Denken wir nur an Gianni C. Der 30jährige Italiener behauptete vor anderthalb Jahren, er sei in Berlin von Nazis verprügelt worden. Sofort gab es „Demos gegen rechts“ und aufgeregte TV-Berichte. Dann kam heraus, daß C. sich alles ausgedacht hat, nachdem er besoffen auf die Gleise gefallen war.

Genau dort, am Alexanderplatz, gibt es jetzt das Kunstprojekt „Ich war’s“. Die 42jährige Künstlerin Daniela Comani hat den Bahnhof der Linie U2 mit Plakaten gespickt, die fiktive Tagebucheinträge aus den vergangenen 200 Jahren enthalten und in Zusammenhang mit dem Alexanderplatz stehen.

Zum Beispiel der 2. Juli 1990: „Es ist Montag, ich bin im Centrum-Warenhaus am Alexanderplatz, ich kaufe ein und bezahle mit D-Mark.

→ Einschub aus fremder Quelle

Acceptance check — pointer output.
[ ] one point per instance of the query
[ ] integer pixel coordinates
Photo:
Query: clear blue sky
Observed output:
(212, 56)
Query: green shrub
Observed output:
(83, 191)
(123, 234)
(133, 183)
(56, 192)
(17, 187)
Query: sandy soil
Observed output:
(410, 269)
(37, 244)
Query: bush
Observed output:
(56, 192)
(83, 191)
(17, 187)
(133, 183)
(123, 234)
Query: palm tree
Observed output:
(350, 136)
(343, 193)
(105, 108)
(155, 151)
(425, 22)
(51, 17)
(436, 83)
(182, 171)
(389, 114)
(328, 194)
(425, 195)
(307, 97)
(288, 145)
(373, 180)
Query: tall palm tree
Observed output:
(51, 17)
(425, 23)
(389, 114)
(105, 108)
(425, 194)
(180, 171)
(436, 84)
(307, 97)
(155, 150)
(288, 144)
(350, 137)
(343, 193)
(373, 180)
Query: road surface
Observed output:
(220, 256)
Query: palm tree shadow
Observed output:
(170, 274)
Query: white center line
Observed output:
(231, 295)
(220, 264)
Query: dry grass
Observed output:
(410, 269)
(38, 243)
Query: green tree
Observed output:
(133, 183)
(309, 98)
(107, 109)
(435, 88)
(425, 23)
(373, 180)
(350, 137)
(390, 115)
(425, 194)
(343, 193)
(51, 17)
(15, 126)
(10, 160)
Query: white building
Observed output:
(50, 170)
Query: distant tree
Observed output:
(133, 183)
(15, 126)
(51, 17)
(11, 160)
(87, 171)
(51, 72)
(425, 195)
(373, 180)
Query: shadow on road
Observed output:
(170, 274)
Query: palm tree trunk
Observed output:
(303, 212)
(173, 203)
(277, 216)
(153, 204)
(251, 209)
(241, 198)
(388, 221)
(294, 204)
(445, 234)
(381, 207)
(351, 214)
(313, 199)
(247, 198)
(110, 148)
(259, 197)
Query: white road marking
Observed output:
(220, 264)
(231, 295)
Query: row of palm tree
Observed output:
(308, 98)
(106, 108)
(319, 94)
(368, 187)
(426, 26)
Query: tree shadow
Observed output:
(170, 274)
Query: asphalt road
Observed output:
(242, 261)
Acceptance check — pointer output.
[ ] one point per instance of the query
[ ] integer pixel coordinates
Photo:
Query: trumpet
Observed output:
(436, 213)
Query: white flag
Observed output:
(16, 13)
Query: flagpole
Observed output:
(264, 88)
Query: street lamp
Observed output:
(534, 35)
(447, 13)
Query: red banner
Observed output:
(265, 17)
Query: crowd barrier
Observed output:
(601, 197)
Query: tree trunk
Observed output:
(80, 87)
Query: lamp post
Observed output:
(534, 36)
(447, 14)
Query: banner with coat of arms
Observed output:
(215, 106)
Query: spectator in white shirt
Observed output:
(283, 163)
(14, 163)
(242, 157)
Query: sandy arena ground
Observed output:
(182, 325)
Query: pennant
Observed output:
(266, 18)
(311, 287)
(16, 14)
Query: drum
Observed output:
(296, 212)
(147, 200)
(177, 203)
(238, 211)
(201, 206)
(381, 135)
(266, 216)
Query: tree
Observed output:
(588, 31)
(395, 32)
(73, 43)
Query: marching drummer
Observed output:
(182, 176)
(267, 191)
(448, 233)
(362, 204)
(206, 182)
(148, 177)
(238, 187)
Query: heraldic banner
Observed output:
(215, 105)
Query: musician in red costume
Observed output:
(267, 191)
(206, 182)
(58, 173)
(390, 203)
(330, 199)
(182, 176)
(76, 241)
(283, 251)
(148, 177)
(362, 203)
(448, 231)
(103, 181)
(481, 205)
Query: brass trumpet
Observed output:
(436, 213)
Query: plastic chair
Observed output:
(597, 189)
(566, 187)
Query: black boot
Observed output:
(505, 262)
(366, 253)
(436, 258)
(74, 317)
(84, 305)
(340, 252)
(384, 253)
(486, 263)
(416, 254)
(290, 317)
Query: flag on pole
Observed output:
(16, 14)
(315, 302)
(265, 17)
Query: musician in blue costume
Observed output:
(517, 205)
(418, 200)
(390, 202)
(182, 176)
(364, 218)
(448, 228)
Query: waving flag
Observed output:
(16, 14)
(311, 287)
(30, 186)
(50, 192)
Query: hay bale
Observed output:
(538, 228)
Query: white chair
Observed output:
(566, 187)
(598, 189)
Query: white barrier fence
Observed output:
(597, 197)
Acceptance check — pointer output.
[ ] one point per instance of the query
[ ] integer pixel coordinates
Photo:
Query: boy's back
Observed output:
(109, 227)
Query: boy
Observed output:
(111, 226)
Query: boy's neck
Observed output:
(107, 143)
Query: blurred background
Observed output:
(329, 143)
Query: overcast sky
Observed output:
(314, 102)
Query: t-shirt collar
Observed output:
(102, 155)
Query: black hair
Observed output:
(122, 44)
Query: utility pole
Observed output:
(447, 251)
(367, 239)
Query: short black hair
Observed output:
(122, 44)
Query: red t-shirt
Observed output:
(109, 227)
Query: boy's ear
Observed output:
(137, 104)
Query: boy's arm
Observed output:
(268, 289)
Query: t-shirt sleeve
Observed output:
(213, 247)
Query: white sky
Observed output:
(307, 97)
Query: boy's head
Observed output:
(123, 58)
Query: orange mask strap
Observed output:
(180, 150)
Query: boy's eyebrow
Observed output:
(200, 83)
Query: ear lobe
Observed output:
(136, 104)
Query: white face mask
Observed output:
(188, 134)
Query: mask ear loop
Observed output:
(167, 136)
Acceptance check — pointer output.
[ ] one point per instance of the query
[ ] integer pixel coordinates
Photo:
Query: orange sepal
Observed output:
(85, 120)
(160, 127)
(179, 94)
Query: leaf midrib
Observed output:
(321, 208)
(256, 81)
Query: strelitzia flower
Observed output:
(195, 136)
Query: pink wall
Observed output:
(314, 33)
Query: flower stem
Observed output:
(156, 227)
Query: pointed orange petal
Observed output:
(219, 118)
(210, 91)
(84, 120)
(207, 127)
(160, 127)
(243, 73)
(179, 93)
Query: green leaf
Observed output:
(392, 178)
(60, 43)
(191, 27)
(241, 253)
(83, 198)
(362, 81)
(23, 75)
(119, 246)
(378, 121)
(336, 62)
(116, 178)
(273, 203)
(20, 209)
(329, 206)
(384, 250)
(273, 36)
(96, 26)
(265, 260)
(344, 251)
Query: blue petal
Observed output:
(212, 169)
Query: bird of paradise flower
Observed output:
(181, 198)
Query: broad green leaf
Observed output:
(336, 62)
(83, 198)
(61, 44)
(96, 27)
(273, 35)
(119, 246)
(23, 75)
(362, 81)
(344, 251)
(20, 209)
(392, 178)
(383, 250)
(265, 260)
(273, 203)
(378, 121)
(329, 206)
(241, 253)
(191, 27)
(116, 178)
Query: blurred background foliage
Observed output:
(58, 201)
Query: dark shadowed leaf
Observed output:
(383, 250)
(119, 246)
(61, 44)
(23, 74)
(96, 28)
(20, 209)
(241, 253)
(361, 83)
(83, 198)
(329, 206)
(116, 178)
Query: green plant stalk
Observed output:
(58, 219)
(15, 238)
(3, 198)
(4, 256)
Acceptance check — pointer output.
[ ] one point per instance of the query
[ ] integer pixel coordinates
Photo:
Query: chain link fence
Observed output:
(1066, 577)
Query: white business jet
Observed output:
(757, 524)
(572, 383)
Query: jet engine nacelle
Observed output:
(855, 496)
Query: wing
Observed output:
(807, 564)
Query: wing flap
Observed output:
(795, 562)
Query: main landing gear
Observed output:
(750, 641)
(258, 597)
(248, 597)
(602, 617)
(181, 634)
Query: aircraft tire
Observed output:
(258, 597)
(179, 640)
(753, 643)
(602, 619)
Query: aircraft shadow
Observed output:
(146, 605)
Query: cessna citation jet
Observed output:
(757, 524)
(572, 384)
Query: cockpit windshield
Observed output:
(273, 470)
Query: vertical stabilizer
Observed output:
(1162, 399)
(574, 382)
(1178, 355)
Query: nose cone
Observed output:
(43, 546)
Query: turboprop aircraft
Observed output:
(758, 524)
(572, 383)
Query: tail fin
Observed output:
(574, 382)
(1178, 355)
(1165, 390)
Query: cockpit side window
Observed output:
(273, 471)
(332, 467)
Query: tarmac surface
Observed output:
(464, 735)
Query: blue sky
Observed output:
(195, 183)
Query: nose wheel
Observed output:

Die Mark der DDR ist seit gestern kein gesetzliches Zahlungsmittel mehr. Draußen betrachte ich die schöne Wabenfassade aus Aluminiumblech.“ Oder der 17. Juni 1953: „Auf dem Alexanderplatz, in der Stalinallee und in den anderen Hauptstraßen der Innenstadt werden die Proteste der Arbeiter von sowjetischen Panzern auf meinen Befehl hin zerschlagen.“

Am 14. Mai 2006 heißt es: „Heute Nacht bin ich betrunken auf die S-Bahngleise am Bahnhof Alexanderplatz gestürzt und habe mich dabei am Knie verletzt. Später im  Krankenhaus habe ich erzählt, ich sei von Neonazis überfallen worden.“ Das war Gianni C.s Tagebucheintrag. Genauso war es. Aber so offen wurde darüber bislang kaum gesprochen.

Wenn jetzt Künstler wie hier am Alexanderplatz anfangen, sich über die ausgedachten Rassismus-Geschichten lustig zu machen, dann sind wir auf dem richtigen Weg. Schade nur (aber auch bezeichnend), daß eine Italienerin kommen mußte, um so ein wahrhaft mutiges Kunstprojekt in die Tat umzusetzen.